Raise the blade up to full height. This gives you the most distance between the leading and trailing edges of the blade.
Take a short piece of stock that has absolutely parallel sides and place it between the near edge of the blade and the fence so that when you move the piece of wood the blade moves ever so slightly. You don't want a tight fit here.
Now take the piece of wood and place it (same orientation of the wood ... same edge against the fence, same edge on top, etc.) between the fence and the trailing edge of the blade. If you get the same movement of the blade you are parallel, which is what you really do not want. You'd like to have a folded dollar bill slip between the wood and the fence be about the distance to do this.
Of course, the best way to do this is to use a dial caliper set up, but I haven't gotten there yet. Using something like the above gives you the right amount of "opening", and you can obviously play with the amount to get the best results for your saw.
John
John,
Thanks, I'll try that...can you break a $10...lol
I got one of those magnetic base measuring devices with the dial and point, etc. to test within .001 tollerance..it came with the saw as a free gift. Can't quite figure out how to use it yet...

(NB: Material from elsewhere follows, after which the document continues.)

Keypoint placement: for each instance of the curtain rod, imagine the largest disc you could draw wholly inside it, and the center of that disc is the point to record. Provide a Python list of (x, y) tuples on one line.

You can use a modification of the same technique to test to see whether the blade is parallel to the miter gauge slot. But this time you want the blade to be the same distance, front and rear, from the slot, so that it is truly parallel.
Take your miter gauge (I'm assuming it moves without slop, because this counts) and place it in a position so that a block clamped to the gauge (set for 90 degrees) barely touches the blade at the front. Without unclamping the block, move the miter gauge to the back of the saw blade and see is the blade touches with the same "pressure" or distance. Note that for this one you should use the same sawtooth on the blade that you used for the front test. You'll need to rotate the blade by hand. This discounts any runout in the blade.
To be totally accurate, you should also use the same sawtooth for the other test I described earlier.
John
John,
The other issue might be the fense. I was reading anothers experience with setting up a Grizz and the Fox Classic fense. The fense has those thick sheets of plastic...he needed to plane his to get them flat.